Es ist ja das Erstaunliche, dass die Mundart in dieser Zeit, in der man so viel reisen kann und weltweit vernetzt ist, den Gegenpol bildet, die Verwurzelung. Es ist zu beobachten, wie das Regionale verstärkt hervorkommt. Das scheint mir eine Gegenbewegung zu sein. Die Mundarten werden nicht weggespült. Sie werden zwar verändert, aber sie bleiben erhalten. Bei uns in Baden-Württemberg haben sie eindeutig eine Funktion in Richtung Heimat.

Sie sind in Freiburg geboren und wohnen in Ellwangen, ich bin in Göppingen aufgewachsen. Wie unterhalten wir beiden uns jetzt? Das ist doch kein Hochdeutsch!
Nein, aber das ist ganz üblich hier im Südwesten. Wir verfügen über verschiedene Abstufungen der Sprache, mit denen wir spielen können. Das ist etwas ganz Typisches für den Süden, das gibt es im Norden nicht. Wir können je nachdem, mit wem wir sprechen, eine Stufe wählen. Wir zwei bewegen uns gerade auf der Stufe drei bis vier. Die Stufe eins, das wäre die Dorfsprache, die Stufe fünf, das wäre die Bühnensprache, die müssen wir im Süden nicht erreichen, und was wir vor allem nicht erreichen müssen, das ist die norddeutsche Standardsprache. Wir haben nämlich eine eigene Standardsprache.
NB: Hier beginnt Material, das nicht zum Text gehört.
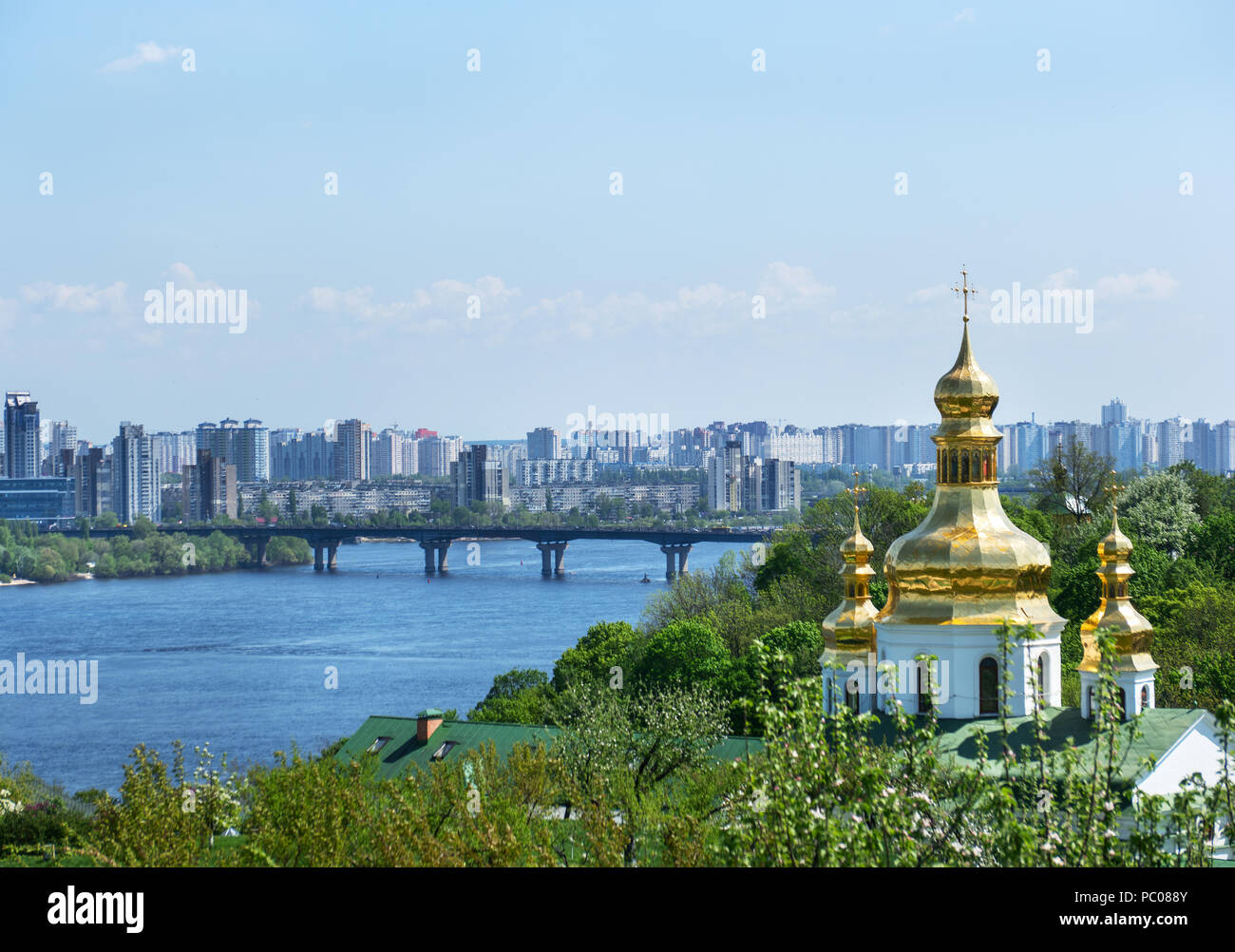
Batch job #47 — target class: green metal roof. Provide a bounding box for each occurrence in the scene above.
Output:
[876,708,1207,787]
[334,717,763,779]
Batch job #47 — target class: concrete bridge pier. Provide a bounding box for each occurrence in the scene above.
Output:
[661,543,691,581]
[536,543,571,578]
[420,539,451,576]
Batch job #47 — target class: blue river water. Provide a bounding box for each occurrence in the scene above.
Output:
[0,540,732,792]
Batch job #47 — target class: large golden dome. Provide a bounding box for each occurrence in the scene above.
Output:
[876,294,1063,625]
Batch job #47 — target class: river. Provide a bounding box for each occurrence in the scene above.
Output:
[0,540,742,792]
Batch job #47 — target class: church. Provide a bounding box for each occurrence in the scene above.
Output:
[822,271,1224,809]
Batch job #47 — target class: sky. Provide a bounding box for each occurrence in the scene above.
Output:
[0,0,1235,442]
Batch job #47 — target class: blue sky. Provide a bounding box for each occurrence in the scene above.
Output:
[0,0,1235,441]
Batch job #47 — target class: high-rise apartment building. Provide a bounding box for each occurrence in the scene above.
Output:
[373,428,403,477]
[0,390,44,479]
[111,420,162,524]
[1102,396,1128,426]
[760,459,802,512]
[73,446,107,516]
[419,434,464,477]
[271,429,334,481]
[527,426,562,459]
[708,440,744,512]
[180,449,238,523]
[195,419,271,483]
[334,420,370,482]
[451,444,510,507]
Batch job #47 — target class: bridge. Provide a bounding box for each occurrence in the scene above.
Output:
[45,524,774,580]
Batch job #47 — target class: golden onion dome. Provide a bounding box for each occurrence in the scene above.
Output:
[841,506,874,562]
[876,272,1063,625]
[1077,507,1157,672]
[823,496,878,655]
[935,320,999,426]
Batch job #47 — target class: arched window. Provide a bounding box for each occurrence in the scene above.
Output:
[914,658,935,714]
[978,658,999,714]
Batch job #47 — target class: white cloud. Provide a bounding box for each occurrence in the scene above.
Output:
[19,281,127,314]
[1095,268,1180,301]
[1044,268,1081,292]
[756,260,836,310]
[99,41,180,73]
[908,284,951,304]
[300,262,836,343]
[300,276,520,333]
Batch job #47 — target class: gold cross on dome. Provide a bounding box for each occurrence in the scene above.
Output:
[845,469,867,510]
[1111,469,1128,512]
[952,264,978,323]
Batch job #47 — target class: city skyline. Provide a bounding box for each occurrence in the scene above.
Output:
[0,4,1235,438]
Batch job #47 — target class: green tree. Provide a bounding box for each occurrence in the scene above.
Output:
[1029,437,1114,524]
[1119,470,1201,553]
[553,621,641,692]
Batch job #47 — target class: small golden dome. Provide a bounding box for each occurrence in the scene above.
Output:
[841,506,874,562]
[1098,508,1132,564]
[935,321,999,420]
[877,287,1063,625]
[822,499,878,655]
[1077,507,1157,672]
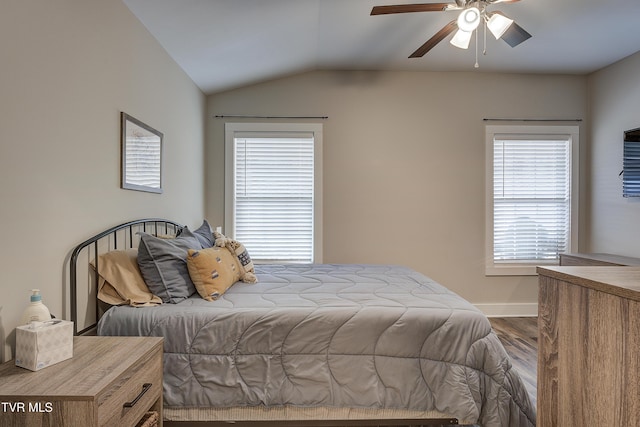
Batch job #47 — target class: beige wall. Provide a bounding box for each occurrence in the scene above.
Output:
[205,71,587,313]
[588,53,640,257]
[0,0,205,360]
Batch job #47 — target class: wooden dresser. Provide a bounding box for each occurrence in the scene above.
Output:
[0,337,163,427]
[537,266,640,427]
[560,253,640,266]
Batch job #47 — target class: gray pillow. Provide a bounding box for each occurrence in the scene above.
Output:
[178,219,216,249]
[138,229,202,304]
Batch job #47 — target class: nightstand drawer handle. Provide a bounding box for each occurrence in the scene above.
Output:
[123,383,152,408]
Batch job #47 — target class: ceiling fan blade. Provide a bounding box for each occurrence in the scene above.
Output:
[409,20,458,58]
[371,3,458,15]
[501,22,531,47]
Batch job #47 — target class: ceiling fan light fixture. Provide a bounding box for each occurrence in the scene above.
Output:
[449,29,472,49]
[487,13,513,40]
[458,7,480,33]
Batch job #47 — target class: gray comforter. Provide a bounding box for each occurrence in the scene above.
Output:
[98,264,535,427]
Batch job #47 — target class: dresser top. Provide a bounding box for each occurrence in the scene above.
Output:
[537,266,640,301]
[0,336,163,399]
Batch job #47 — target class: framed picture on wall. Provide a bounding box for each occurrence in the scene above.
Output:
[120,112,163,193]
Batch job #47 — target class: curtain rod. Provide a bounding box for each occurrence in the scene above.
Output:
[213,114,329,120]
[482,118,582,122]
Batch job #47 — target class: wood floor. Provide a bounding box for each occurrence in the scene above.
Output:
[489,317,538,406]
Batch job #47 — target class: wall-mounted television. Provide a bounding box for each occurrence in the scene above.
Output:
[622,128,640,197]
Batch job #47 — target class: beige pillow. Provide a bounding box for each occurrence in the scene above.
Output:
[187,246,241,301]
[94,249,162,307]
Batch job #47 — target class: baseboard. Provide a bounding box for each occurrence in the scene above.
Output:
[474,303,538,317]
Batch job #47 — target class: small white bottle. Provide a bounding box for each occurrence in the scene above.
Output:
[20,289,51,325]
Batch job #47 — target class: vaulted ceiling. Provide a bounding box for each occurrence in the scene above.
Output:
[123,0,640,94]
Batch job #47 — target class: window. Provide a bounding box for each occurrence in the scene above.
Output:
[225,123,322,263]
[486,126,578,275]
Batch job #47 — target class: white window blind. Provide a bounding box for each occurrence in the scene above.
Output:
[225,124,322,263]
[486,126,579,275]
[493,139,571,263]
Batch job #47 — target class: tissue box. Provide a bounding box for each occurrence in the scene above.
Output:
[16,320,73,371]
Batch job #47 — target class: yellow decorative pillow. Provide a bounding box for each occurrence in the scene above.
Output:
[91,249,162,307]
[187,247,240,301]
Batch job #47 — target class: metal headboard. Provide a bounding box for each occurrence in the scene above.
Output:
[69,218,184,335]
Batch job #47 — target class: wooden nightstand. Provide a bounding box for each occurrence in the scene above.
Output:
[0,337,163,427]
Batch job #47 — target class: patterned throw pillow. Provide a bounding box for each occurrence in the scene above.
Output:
[187,247,240,301]
[213,231,258,283]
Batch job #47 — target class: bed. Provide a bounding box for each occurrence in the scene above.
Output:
[70,219,536,427]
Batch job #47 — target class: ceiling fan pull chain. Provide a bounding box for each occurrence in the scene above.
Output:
[473,25,480,68]
[482,21,487,55]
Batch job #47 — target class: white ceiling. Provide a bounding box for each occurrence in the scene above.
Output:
[123,0,640,94]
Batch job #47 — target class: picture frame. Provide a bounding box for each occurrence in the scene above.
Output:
[120,112,163,193]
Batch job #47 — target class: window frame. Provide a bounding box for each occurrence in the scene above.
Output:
[224,123,323,264]
[485,125,580,276]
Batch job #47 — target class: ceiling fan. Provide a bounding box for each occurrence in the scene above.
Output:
[371,0,531,61]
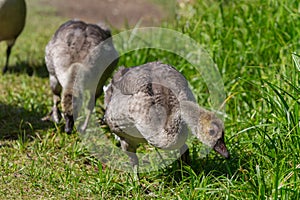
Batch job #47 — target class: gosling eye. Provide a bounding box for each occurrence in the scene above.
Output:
[209,129,216,136]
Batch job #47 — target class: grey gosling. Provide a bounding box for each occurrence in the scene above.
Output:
[0,0,26,74]
[43,20,118,134]
[104,62,229,167]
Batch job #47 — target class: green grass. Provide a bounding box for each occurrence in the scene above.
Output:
[0,0,300,199]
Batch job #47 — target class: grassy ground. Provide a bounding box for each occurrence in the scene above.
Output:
[0,0,300,199]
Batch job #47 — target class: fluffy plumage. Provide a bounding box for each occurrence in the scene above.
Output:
[0,0,26,74]
[45,20,118,133]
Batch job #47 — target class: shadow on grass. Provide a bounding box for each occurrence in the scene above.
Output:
[0,102,54,140]
[6,62,49,78]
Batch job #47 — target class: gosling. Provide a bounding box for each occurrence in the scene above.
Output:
[43,20,118,134]
[104,62,229,167]
[0,0,26,74]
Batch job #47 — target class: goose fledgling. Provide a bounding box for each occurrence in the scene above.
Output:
[44,20,118,133]
[0,0,26,74]
[105,62,229,166]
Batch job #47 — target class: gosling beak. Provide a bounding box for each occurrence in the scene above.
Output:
[214,137,230,159]
[65,115,74,134]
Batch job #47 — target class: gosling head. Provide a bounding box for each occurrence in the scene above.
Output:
[62,93,74,134]
[180,101,230,159]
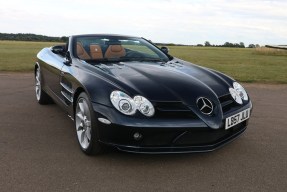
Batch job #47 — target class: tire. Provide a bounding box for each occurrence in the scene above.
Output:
[74,92,103,155]
[35,67,52,105]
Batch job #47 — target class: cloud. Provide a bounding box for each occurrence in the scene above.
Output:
[0,0,287,44]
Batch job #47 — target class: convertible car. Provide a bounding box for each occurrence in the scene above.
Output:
[35,34,252,155]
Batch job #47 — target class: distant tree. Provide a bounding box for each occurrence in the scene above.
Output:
[204,41,211,47]
[60,36,69,42]
[248,44,255,48]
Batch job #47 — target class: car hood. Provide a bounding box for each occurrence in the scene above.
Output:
[95,60,233,102]
[88,59,236,128]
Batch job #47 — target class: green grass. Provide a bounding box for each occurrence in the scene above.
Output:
[0,41,56,72]
[169,46,287,84]
[0,41,287,84]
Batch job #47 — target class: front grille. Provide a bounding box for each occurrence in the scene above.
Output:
[138,121,246,147]
[176,121,246,146]
[154,102,198,119]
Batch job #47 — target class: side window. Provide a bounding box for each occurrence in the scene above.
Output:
[122,43,157,56]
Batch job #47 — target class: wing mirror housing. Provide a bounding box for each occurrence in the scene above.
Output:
[160,47,169,54]
[64,51,72,66]
[52,45,66,55]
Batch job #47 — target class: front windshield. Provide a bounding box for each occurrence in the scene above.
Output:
[74,36,169,62]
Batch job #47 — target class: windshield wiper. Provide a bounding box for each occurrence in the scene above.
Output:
[126,57,167,62]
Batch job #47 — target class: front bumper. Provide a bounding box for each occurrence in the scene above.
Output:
[94,103,252,153]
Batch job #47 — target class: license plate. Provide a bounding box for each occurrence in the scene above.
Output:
[225,109,250,129]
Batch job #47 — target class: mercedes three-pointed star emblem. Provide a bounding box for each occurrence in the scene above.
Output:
[196,97,213,115]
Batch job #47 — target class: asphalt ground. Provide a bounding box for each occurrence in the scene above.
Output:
[0,73,287,192]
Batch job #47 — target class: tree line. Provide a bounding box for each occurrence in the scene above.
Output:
[196,41,260,48]
[0,33,260,48]
[0,33,68,42]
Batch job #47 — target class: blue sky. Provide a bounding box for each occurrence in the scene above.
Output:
[0,0,287,45]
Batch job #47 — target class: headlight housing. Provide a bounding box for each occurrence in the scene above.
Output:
[229,82,248,104]
[110,91,155,117]
[233,82,248,101]
[110,91,136,115]
[134,96,154,117]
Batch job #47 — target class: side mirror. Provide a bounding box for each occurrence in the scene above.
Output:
[64,51,72,66]
[160,47,168,54]
[52,45,66,55]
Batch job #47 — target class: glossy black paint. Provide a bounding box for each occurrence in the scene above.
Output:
[35,36,252,153]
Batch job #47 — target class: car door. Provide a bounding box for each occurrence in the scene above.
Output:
[42,50,65,98]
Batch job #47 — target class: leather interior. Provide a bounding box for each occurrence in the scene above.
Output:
[105,45,126,58]
[77,42,91,59]
[90,44,103,59]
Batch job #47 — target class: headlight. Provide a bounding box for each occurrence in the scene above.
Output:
[229,82,248,104]
[110,91,155,117]
[233,82,248,101]
[134,96,154,117]
[110,91,136,115]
Es ist also egal, wenn wir kein Hochdeutsch können?
Es ist völlig in Ordnung im Süden, wenn man eine süddeutsche Standardvariante spricht. Man sagt heute auch in der Sprachwissenschaft, dass es verschiedene Zentren der deutschen Sprache gibt. Es gibt nicht mehr nur ein Hochdeutsch, sondern es gibt hochdeutsche Varianten. Es gibt ein nördliches und ein südliches Hochdeutsch, das geht bis in den Wortschatz hinein, bekannte Beispiele sind Abendbrot und Abendessen, Sonnabend und Samstag.

Heißt das, wenn sich zwei Süddeutsche treffen, gleichen sie instinktiv ab, wo kommt der andere her und wie muss ich sprechen?
Der Sprachforscher Hubert Klausmann erkundet die verschiedenen Dialekte im Land.StZ Das ist richtig. Wenn wir uns jetzt unterhalten, dann unterhalten wir uns auf einer mittleren Stufe. Je nachdem, wie es funktioniert, dann schaltet man nach ein paar Sätzen auf eine andere Stufe. Das ist nicht wertend gemeint. Ich merke, ich kann noch regionaler sprechen, als ich zuerst gedacht habe. Es gibt Zwischenstufen, die großräumiger sind. Dann bin ich nicht mehr so leicht zu identifizieren, aus welchem Ort ich genau komme, sondern es ist eher großräumig, also: ostschwäbisch oder zentralschwäbisch oder westschwäbisch.

Warum hören wir trotzdem, woher ein Gesprächspartner kommt, wenn wir uns in der süddeutschen Standardsprache unterhalten, also zum Beispiel unter Kollegen in der Redaktion der Stuttgarter Zeitung?
Es gibt bestimmte Merkmale, die behält man sehr lange bei, auf dieser Wanderung in Richtung Standardsprache. Andere legt man relativ früh ab. Also ein Ostälbler würde im Gespräch mit Ihnen bestimmte Merkmale wie Längen bei „Daaach“, „Miiischt“ oder „Diiiiiiiiisch“ ablegen und „Dach“, Mischt“ und „Disch“ sagen. Aber er würde trotzdem „broit“ sagen oder „Goiß“.